How many times has the legacy system been viewed or searched since June?

Any patient newer than October 2009 would not be involved. We’re an Allscripts Sunrise client. So newer patients would not have anything within the TDS environment.

What has physicians’ reaction been to this innovation?

For those physicians with a research need, it’s been great. But the real benefit of this has been not so much on the clinical care side, but on the research side, making the data available for our readmission algorithms.

And also, I have all of the HL7 messages coming from all the source systems—laboratory, radiology, molecular pathology, transcribed results, any system that feeds the EMR, anything that passes through the interface, is now in this environment. So basically, all the EMR source systems are involved. All of the physiological monitoring data from the hospital is there, so all the monitoring information, in one-minute intervals, and ventilator and device data, are part of this. All of the devices in the hospital that put out a signal, we bring into this environment. And all of the data that’s generated within the EMR goes into this environment. All of the home monitoring information also goes into this environment; and we have several projects going on in terms of home monitoring.

We all know that this is where we’re headed. But our primary providers don’t want to be overwhelmed or inundated by results early in the morning. So the monitoring of that data happens within this environment, and then we’ll message the EMR and the clinician if something is out of whack. If a CHF patient had undergone a sudden change, the system will send a message to the physician. All social media related to UCI Medical Center goes into this environment as well.

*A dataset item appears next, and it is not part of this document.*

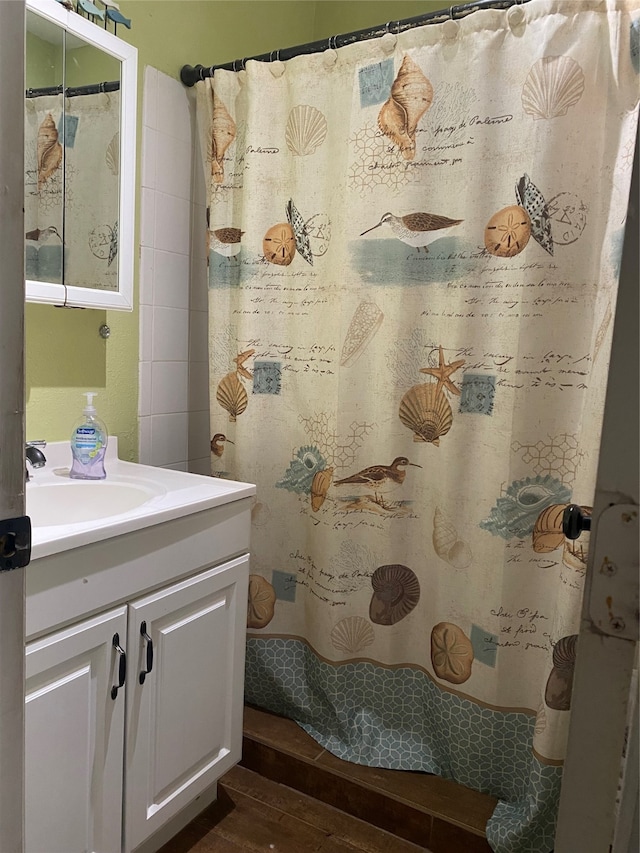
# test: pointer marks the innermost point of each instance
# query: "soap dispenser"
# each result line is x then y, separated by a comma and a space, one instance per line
88, 444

Apache Hadoop can really store everything.

What progress has been made in readmissions as a result of this?

So, our way of going about readmissions work is a little bit different from most. We did our research and took information about what others are doing around readmits. But we also had 25 years of data on patients who had actually been readmitted. So we combined older and newer information; so our readmit algorithm is very UCI-centric. And not in production yet; we’re validating it with the other four UCs, before we go live with it. We’re hoping for a go-live probably in April 2014.

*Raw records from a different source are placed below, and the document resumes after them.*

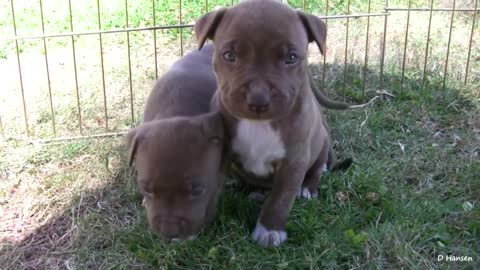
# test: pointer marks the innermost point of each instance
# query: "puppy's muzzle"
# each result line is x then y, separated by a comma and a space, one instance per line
258, 103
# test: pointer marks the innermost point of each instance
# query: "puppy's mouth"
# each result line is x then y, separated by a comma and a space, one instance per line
177, 240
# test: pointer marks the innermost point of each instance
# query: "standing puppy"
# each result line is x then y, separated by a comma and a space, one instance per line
275, 123
178, 149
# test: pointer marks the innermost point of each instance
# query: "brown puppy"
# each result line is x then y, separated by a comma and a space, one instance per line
178, 149
276, 125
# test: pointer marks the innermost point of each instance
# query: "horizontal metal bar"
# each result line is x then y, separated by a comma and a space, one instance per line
355, 16
160, 27
122, 30
430, 9
62, 139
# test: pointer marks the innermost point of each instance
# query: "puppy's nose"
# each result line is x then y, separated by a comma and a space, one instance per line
258, 103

Will the other UC hospitals participate as well?

Possibly.

What lessons have you learned so far in this initiative?

One of the things I’ve really learned about this is that it’s really important who you pick for that Hadoop distribution. You need a good partner, to understand how this stuff is priced, so that you don’t get the organization in trouble. So I used Hortonworks; that’s a spinoff from folks who developed this at Yahoo. They haven’t made this proprietary. I use their distribution when I need it, but I’m not encumbered by a large license fee. They’re 100-percent open-source. Secondary to that, the skill set around this in the U.S. is somewhat limited. There are a lot of folks who say they know how to work within the Hadoop environment, but few really do. So I’m partnering with CMC Americas—it’s an Indian company with whom we’re co-developing software. On the US side, I put it out in an open-source format, and they in turn take this technology to India and put it out there. They’re part of the Tata Group, which is an philanthropic group. The platform they’re using is called Saritor. Over time, and soon, physicians will be able to monitor patients in real time, using this technology.